Mathematical models and treatment response in Glioblastoma

Friday, March 2, 2018 - 12:15pm


Kyle Singleton
Postdoctoral Research Fellow
Precision Neurotherapeutics Innovations Laboratory (PNT Innovations Lab)
Mayo Clinic


Accurate clinical assessment of a patient's response to treatment is a critical task in the era of precision medicine. However, disease and treatment evaluations often use population averages that fail to account for patient-specific variation.

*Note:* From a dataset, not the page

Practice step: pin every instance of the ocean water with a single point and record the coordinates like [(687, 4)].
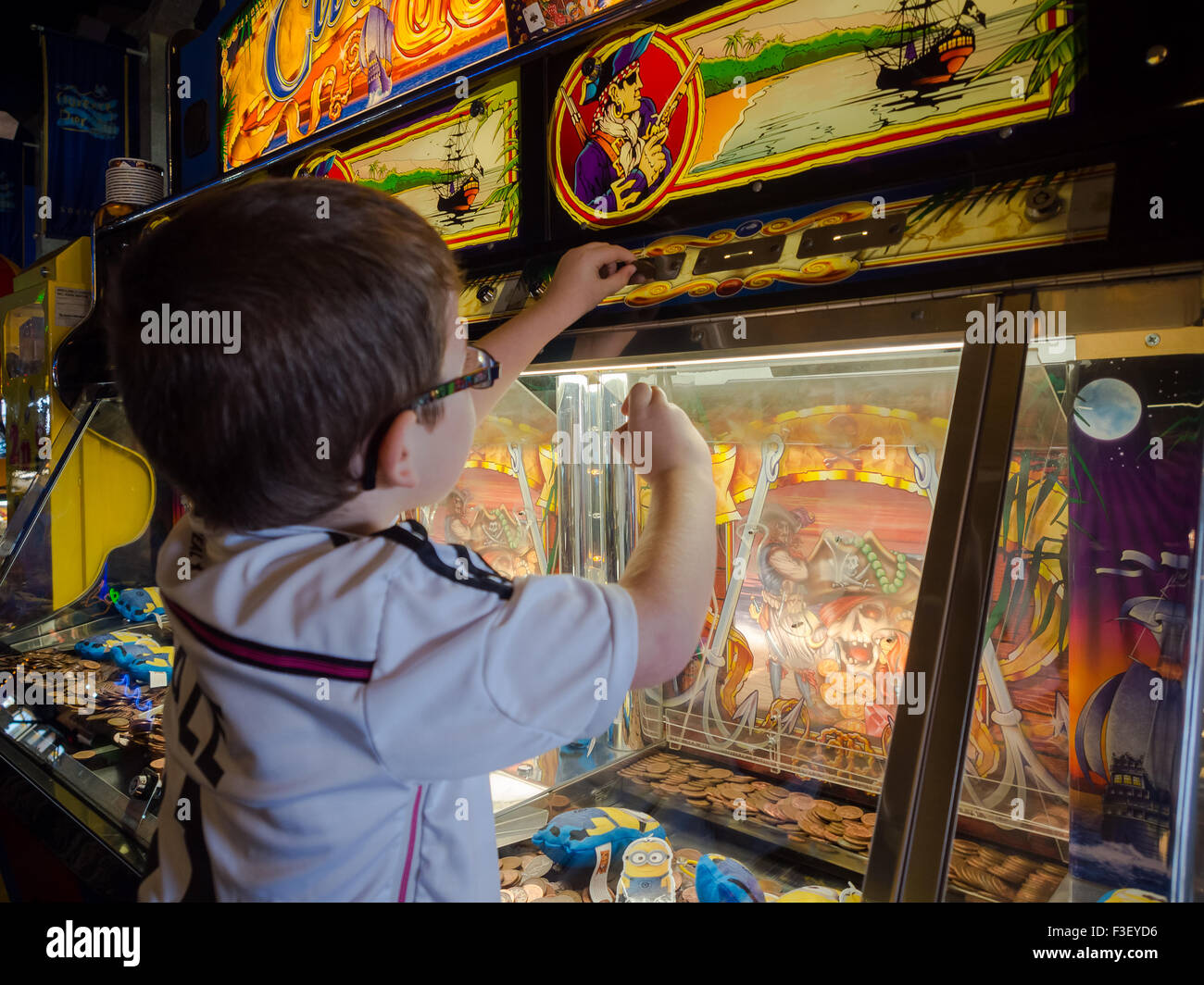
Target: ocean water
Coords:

Glioblastoma (GBM), a primary brain tumor with dismal median survival times of 12-14 months, has a highly heterogeneous, invasive profile causing tumor dynamics and responsive to therapy to vary widely from patient to patient. These variations have made it difficult for physicians to determine effective therapies or appropriate treatment schedules. Using computational mathematical models, the unique kinetics of individual patients' tumors can be simulated by our group using net rates of cell proliferation (ρ) and invasion (D) derived from serial magnetic resonance imaging (MRI). These models serve as untreated virtual controls of tumor growth, enabling comparisons against post-treatment imaging to generate a patient-specific “Days Gained” (DG) response metric. Significant DG thresholds have been found across a variety of radio-, chemo-, and immuno-therapies that distinguish long and short-term survivors. In addition, DG thresholds show promise as an early identifier of response in patients undergoing complex imaging transformations, such as pseudo-progression. Thus, computational models and the DG metric add useful patient-specific understanding of GBM that can inform clinical decisions and future research in efforts to extend patient survival times.